Теперь я смотрел на мир другими глазами. Он весь исходил сверкающей блевотиной. Она не марала, а хоронила заживо.
– Эй, приятель, – прокричал мне в ухо долговязый кретин с улыбкой шире нас обоих, – не хочешь побыть статистом? На набережной через полчаса пройдут съемки. Я вижу, ты все равно слоняешься без дела.
Со мной все обращались панибратски. Из-за того, что у меня лицо деревенского простака.
– Отвали, – сказал я.
– Три тысячи, чувак, за полчаса работы, – ухмылялся кретин.
– Что нужно делать?
– Нужно постоять в толпе зевак возле трупа.
– Какого еще трупа?
– Не настоящего, чувак. Загримированный актер, его убьют бандосы.
– За что?
– А это ты узнаешь в конце года, когда увидишь себя на экране. Ха!
– Три тысячи? – спросил я.
– Да, чувак. Ха!
Я согласился.
Актер, игравший труп, высокомерно прошел через толпу статистов и снисходительно улегся на тротуаре. Его смочили кровью, вернее краской, придали лицу застывшее идиотское выражение маски мертвеца и попросили всех смотреть на него так, словно он каждому был должен по состоянию.
Мы постояли пару минут. Потом нам разрешили перекурить, актер потрепался с режиссером и его положили под другим углом. Мы опять постояли возле тела, только теперь с выражением лиц как будто мы ему должны по целому состоянию.
– Все свободны, – объявили нам, – деньги получите на выходе с площадки.
Только я получил гонорар, как меня схватили за руку. Это был помощник режиссера.
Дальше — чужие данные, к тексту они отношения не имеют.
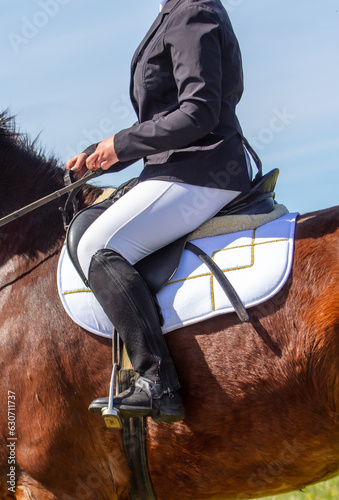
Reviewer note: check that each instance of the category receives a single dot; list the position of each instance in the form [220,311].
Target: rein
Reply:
[47,199]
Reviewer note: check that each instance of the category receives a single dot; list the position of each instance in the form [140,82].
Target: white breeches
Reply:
[149,216]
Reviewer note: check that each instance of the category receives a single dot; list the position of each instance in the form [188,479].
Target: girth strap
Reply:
[222,280]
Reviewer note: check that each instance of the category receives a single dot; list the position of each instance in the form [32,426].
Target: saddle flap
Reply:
[156,269]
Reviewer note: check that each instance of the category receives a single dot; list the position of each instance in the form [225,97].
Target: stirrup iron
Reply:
[111,415]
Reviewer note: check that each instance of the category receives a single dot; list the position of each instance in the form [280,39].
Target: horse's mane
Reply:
[27,174]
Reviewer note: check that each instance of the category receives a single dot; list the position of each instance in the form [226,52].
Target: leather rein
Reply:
[71,187]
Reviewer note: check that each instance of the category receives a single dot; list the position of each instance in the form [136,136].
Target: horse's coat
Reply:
[262,400]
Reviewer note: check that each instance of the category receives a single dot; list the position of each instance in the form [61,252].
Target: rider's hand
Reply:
[78,164]
[104,156]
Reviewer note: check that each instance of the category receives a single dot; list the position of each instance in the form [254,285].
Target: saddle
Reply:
[157,268]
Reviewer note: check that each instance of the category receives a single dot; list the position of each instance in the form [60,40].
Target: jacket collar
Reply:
[168,7]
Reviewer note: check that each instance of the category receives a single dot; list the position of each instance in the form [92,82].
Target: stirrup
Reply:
[111,415]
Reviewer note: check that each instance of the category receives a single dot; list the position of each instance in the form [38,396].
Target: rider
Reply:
[186,82]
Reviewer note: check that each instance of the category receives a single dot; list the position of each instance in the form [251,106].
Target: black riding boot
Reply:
[128,303]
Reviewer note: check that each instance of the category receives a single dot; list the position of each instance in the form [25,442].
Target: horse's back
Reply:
[262,398]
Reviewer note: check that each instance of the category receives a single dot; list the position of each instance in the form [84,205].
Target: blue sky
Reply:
[66,66]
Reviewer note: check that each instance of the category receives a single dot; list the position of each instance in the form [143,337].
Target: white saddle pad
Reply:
[257,262]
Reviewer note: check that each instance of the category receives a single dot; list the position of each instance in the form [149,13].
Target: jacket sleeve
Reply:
[193,39]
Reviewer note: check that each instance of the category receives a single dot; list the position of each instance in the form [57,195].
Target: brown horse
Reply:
[262,399]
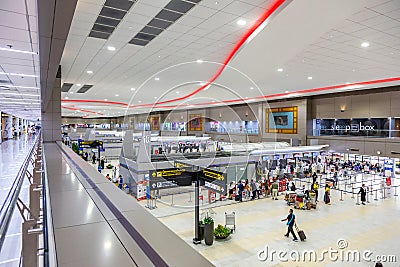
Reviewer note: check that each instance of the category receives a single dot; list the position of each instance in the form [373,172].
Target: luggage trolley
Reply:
[230,221]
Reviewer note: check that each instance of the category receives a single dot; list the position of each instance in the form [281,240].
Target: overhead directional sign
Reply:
[160,183]
[166,173]
[214,180]
[90,144]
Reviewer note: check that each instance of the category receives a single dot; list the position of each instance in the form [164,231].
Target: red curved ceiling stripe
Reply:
[302,91]
[271,9]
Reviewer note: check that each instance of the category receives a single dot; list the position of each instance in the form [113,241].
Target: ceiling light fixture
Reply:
[18,51]
[241,22]
[364,44]
[18,74]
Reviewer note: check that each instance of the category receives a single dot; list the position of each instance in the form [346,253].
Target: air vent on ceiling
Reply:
[173,11]
[66,86]
[110,16]
[84,88]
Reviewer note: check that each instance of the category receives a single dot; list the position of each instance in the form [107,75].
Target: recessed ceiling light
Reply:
[18,51]
[364,44]
[241,22]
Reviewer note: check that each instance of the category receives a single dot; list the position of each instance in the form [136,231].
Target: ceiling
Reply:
[19,60]
[303,48]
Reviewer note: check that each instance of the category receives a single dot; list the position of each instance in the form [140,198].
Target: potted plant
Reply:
[221,232]
[208,230]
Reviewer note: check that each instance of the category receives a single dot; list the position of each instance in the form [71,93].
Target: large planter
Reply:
[209,233]
[201,232]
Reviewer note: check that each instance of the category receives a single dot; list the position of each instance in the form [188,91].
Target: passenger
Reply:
[314,176]
[231,189]
[247,188]
[363,192]
[292,187]
[290,222]
[253,189]
[327,198]
[275,187]
[240,189]
[315,190]
[120,182]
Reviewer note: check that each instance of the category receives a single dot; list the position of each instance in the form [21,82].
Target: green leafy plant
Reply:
[208,220]
[221,231]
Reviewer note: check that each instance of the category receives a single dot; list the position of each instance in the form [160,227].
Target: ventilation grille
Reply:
[66,86]
[173,11]
[110,16]
[84,88]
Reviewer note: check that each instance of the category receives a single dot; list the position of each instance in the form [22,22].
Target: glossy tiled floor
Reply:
[371,227]
[12,154]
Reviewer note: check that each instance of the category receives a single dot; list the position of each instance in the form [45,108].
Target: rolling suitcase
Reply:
[301,233]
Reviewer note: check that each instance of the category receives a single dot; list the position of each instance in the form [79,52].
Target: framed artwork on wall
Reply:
[154,123]
[281,120]
[195,122]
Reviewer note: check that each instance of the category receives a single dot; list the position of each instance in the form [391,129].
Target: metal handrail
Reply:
[9,204]
[50,252]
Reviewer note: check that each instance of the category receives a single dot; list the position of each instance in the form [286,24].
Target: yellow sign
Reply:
[213,175]
[167,173]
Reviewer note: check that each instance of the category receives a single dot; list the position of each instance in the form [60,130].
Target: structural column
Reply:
[8,132]
[17,130]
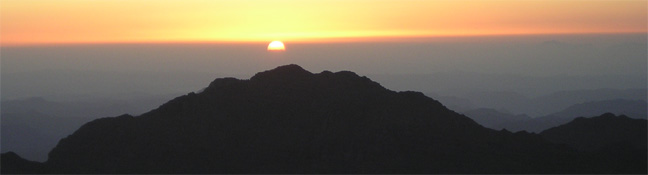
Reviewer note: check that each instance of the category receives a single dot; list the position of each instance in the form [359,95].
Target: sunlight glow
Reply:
[276,46]
[83,21]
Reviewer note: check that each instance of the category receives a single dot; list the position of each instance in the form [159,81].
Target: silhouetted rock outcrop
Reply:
[288,120]
[589,134]
[11,163]
[613,142]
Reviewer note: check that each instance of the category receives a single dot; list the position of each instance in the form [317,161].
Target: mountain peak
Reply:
[282,73]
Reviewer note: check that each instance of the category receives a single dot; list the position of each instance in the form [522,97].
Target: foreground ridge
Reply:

– Послушай, – сказал он, – ты единственный, кто смотрел на труп не как все.
– А как?
– Словно ты знаешь, кто его убил.
– Это ты к чему?
– У режиссера родилась идея расширить сюжетную линию, если продюсеры будут не против. Позже он хотел бы связаться с тобой и обговорить условия.
– Ты это серьезно?
– Это твой шанс!
– Катись к чертям, – спокойно проговорил я, словно предложил прокатиться на велосипеде. – Вместе со своим режиссером и продюсерами.
Помощник режиссера недоуменно пожал плечами и отошел. Ему было наплевать на меня. Я тоже пошел прочь. За мной увязался какой-то тип. Сначала он шел чуть сзади, потом пристроился рядом. Тип был невзрачен и плохо одет. Таких замечают, только если они начинают выпрашивать деньги или вопить дурным голосом.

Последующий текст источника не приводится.